MERAYO | San Andrés de Montejos

Un ilusionante ‘regreso’ al vino

Cuando hace quince años la familia cerró la bodega que regentaba en Flores del Sil, Pedro Merayo Fernández se hizo propósito de volver algún día al vino, del que en realidad nunca se fue. En el momento más difícil para el sector propone una tentativa enológica muy sólida y cabal

Aspecto de El Llano, una de las formidables viñas de las que nacen los vinos de la nueva bodega de Pedro Merayo Fernández.
F. URÍA

Rafael Blanco

Nunca se fue Pedro Merayo del vino porque en el tiempo transcurrido entre el cierre de aquella bodega familiar en la que se vendían graneles y garrafones de soberbio mencía y la apertura con un planteamiento sumamente ambicioso de la nueva en San Andrés de Montejos no perdió de vista la viña. Dedicó ese paréntesis temporal a la fruticultura hasta que la plantación fue arrasada por el fuego bacteriano, pero sus ojos siempre estuvieron puestos en el magnífico viñedo familiar ubicado en un paraje privilegiado de Valtuille de Arriba y Villafranca del Bierzo que ahora sustenta el nuevo proyecto. De las treinta y tres hectáreas, más de veinte son de cepas centenarias de mencía salpicadas de pies de doña blanca, malvasía y godello, con una zona de viñedo experimental en El Músico.
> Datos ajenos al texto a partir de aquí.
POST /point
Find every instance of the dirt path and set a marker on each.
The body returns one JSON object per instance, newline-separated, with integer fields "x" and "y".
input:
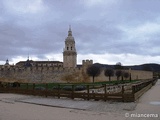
{"x": 12, "y": 109}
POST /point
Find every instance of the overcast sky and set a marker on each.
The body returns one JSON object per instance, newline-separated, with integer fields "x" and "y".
{"x": 107, "y": 31}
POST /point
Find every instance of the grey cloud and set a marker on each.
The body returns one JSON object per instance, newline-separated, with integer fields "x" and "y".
{"x": 96, "y": 29}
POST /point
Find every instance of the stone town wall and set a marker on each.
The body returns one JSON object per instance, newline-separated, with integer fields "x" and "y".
{"x": 135, "y": 74}
{"x": 59, "y": 74}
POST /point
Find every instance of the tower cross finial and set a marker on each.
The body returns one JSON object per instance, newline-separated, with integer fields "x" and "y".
{"x": 70, "y": 31}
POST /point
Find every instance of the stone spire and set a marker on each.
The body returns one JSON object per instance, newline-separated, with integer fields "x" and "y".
{"x": 69, "y": 31}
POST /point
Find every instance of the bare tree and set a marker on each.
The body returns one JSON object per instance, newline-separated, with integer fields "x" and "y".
{"x": 93, "y": 71}
{"x": 109, "y": 73}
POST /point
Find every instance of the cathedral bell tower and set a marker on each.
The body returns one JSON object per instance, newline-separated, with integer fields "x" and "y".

Otras son de nueva planta de las dos viníferas de referencia en el Bierzo y la idea de cara al futuro es precisamente ocupar con godello una buena parte de las 9,6 hectáreas de la finca Miralmonte, en la que ya no hay frutales. En el centro de ella se erige la nave, con las cámaras de refrigeración, que un día fue almacén de fruta y que ahora ya va teniendo aspecto de bodega. Esas amplias instalaciones ya acogieron unos treinta mil litros de vino de mencía de la vendimia del 2010, de los que una buena parte se guardó en barricas.

De ese Valdarrodas se comercializaron 15.000 botellas. Es un joven de gran profundidad olfativa y gustativa que llevará la misma etiqueta en el caso del 2011, pero que ya será Merayo desde la próxima vendimia.

Pero el vino de referencia de la bodega será el muy evocador Aquiana, que nace de ese acopio que se hizo en el 2010 con entre diez y doce meses de crianza y sin más concrecición que la de tinto en la contraetiqueta. Entre uno y otro estará el que probablemente se llamará Las Tres Filas, un joven roble con seis meses en barrica. Y, en fin, ya por arriba un larga crianza de muy limitada producción con la etiqueta La Galbana, a partir de la vendimia que se aproxima.

El proyecto de Pedro Merayo se apoya en el criterio técnico de Fermín Rodríguez-Uría Suárez y la ilusión de toda la familia, pero «sin prisas para nada y bajo la exigencia de no cometer errores», concreta Juan Merayo, uno de los hijos del mentor.